According to the Consumer Protection Act 1986, the consumer right is referred to as ‘right to be protected against marketing of goods and services which are hazardous to life and property’.It is applicable to specific areas like healthcare, pharmaceuticals.
The right to information is defined as ‘the right to be informed about the quality, quantity, potency, purity, standard and price of goods or services, as the case may be so as to protect the consumer against unfair trade practices’ in the Consumer Protection Act of 1986.
Consumerism is a social as well as economic order which encourages the buying of goods and services in ever-greater amounts. This term is sometimes associated with critics of consumption beginning with Thorstein Veblen. Veblen's topic of examination.

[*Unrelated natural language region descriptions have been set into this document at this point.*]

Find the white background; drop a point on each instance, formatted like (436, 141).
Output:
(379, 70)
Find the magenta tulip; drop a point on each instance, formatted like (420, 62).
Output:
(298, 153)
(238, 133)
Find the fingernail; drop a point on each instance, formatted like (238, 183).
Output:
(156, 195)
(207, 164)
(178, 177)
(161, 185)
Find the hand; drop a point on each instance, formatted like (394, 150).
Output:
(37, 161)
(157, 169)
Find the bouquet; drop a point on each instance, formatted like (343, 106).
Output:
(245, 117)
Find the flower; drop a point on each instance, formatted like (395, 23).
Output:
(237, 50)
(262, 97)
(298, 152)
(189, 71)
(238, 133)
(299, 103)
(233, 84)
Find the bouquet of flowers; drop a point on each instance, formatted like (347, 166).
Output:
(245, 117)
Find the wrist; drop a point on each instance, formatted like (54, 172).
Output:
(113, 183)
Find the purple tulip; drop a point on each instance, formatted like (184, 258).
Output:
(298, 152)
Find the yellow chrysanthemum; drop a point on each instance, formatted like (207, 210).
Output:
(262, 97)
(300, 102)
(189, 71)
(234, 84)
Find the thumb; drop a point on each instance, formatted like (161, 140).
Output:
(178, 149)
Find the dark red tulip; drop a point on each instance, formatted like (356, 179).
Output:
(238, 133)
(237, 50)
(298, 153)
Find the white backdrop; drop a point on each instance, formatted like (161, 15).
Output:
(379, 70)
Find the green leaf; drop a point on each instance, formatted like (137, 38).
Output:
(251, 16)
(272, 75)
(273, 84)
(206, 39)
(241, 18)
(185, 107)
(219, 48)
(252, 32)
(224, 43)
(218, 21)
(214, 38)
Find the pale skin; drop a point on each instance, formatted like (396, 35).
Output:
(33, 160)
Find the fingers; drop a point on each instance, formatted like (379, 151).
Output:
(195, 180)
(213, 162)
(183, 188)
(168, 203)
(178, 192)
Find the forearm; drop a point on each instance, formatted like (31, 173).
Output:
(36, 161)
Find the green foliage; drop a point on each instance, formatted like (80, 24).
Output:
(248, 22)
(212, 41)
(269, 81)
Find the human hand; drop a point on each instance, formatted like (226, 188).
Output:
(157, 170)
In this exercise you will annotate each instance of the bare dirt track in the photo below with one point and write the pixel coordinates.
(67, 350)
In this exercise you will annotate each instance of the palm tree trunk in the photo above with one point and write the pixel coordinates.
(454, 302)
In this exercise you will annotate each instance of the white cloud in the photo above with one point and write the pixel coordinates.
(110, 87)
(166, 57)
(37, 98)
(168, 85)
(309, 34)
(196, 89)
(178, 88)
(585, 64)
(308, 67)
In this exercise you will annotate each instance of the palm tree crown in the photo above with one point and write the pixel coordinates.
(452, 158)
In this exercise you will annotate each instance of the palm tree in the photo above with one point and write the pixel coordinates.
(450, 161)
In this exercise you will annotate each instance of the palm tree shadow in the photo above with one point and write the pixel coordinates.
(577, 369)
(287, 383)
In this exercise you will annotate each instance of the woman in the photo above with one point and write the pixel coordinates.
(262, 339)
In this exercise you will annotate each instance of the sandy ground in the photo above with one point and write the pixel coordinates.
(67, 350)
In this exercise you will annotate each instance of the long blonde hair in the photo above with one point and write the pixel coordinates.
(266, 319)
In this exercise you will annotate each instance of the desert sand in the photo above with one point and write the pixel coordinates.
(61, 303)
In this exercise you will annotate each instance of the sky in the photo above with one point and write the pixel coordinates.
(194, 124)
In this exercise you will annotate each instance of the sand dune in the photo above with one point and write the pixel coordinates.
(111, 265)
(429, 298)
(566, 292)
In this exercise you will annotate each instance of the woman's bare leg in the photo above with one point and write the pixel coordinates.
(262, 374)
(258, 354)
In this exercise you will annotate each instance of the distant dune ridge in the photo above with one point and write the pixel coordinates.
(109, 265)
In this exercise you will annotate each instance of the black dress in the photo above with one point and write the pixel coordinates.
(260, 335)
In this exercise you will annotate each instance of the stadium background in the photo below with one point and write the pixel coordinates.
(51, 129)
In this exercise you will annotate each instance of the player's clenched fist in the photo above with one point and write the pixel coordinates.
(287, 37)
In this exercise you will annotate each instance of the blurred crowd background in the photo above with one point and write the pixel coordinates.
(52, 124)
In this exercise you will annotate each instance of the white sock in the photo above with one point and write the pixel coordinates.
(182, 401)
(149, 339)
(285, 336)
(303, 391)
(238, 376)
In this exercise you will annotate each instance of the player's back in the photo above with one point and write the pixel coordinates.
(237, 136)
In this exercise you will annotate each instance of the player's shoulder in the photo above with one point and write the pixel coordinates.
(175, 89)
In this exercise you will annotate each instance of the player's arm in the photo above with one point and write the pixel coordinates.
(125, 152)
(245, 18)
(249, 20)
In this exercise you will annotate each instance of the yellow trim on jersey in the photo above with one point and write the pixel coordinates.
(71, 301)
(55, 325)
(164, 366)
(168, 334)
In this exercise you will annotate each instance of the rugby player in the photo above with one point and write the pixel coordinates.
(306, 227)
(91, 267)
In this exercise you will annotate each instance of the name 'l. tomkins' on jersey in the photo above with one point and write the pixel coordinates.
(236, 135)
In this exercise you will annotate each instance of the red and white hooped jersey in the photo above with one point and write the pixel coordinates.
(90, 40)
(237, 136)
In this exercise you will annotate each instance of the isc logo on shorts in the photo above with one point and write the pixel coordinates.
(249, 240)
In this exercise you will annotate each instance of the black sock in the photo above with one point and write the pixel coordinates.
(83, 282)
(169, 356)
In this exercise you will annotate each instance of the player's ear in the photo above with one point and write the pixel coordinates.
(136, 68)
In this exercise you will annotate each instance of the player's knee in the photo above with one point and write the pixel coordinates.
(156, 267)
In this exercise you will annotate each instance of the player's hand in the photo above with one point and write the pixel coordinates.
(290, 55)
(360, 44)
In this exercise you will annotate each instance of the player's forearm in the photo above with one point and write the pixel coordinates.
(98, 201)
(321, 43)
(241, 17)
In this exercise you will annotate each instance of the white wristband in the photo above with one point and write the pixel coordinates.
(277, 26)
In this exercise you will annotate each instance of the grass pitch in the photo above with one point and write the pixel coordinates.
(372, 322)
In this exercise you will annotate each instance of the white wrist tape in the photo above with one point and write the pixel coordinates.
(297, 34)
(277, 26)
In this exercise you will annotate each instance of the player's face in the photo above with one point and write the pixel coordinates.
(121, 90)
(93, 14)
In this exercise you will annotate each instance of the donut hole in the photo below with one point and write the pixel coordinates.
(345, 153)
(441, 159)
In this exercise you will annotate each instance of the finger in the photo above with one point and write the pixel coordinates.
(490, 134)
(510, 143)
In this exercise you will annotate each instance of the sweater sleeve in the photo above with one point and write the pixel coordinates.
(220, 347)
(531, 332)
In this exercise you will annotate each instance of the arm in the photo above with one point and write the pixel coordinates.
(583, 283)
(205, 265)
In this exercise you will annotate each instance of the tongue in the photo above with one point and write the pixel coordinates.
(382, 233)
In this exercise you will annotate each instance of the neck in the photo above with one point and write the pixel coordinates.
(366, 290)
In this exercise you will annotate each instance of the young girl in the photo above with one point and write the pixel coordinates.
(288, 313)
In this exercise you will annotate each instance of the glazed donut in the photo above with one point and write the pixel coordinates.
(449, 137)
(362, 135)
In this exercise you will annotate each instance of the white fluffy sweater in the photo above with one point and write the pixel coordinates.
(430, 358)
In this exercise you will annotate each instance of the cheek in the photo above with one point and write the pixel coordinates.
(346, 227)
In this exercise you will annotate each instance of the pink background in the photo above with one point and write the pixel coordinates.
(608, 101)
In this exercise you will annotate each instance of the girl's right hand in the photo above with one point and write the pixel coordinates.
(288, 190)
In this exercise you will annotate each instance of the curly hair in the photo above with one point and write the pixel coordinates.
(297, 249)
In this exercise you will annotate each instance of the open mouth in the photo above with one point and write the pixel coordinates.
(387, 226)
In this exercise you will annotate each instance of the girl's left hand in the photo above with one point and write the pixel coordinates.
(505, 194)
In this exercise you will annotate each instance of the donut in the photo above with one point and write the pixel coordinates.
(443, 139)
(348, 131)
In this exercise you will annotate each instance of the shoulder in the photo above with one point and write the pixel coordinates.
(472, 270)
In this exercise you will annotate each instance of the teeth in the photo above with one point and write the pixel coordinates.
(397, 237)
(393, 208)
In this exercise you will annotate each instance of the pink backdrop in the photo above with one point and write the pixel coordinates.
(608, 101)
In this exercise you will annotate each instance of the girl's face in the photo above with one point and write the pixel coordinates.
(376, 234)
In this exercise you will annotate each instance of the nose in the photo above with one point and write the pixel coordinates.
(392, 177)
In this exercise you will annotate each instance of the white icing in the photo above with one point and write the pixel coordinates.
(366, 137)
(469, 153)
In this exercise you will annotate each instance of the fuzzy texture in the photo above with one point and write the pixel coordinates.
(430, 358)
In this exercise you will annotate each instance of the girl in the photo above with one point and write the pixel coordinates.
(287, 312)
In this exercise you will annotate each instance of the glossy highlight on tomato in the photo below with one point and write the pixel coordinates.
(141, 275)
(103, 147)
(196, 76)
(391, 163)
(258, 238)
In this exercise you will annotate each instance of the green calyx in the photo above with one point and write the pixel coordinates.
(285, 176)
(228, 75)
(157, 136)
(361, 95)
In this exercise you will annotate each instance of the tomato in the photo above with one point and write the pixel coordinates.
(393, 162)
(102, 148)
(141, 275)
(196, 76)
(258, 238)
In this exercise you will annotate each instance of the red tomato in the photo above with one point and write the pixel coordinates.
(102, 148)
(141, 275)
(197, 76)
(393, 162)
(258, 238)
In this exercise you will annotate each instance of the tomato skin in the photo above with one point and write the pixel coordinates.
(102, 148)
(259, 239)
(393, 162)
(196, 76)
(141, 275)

Consumer Protection Act 1986
Enacted in 1986 by an Act of the Parliament of India, Consumer Protection Act remains a valuable aspect for study in the context of Indian consumer’s rights or interests. This Act plays pivotal role to develop provision with an aim to establish various consumer councils especially the authorities of similar nature to ensure that consumers’ disputes are settled comprehensively for the best possible resolution of matters associated with them.
Consumer Protection Council
There is provision for national, state and district level establishment of Consumer Protection Councils with an aim to develop awareness amongst the consumers.
Central Consumer Protection Council
The Central Government establishes it with the involvement of following members in its team:
Council Chairman is the Minister of Consumer Affairs of Government of India
Some members as prescribed representing official and non-official members and who are very much in line with the specific interests and approaches.
State Consumer Protection Council
Any Indian State Government can establish it through the following members in its team:
State Government’s Minister in Charge of Consumer Affairs to serve as Chairman of Council.
Rest team members comprise of officials and non-officials selected from those with expertise in similar areas of interest for whom State Government does recommendations for selection.
The Central Government might nominate at least ten such members in its discretion for the representation of official or non-official members of similar nature.
Such councils established on State Levels are bound to meet for possible solutions whenever necessities occur. They must meet at least twice a year without any failure.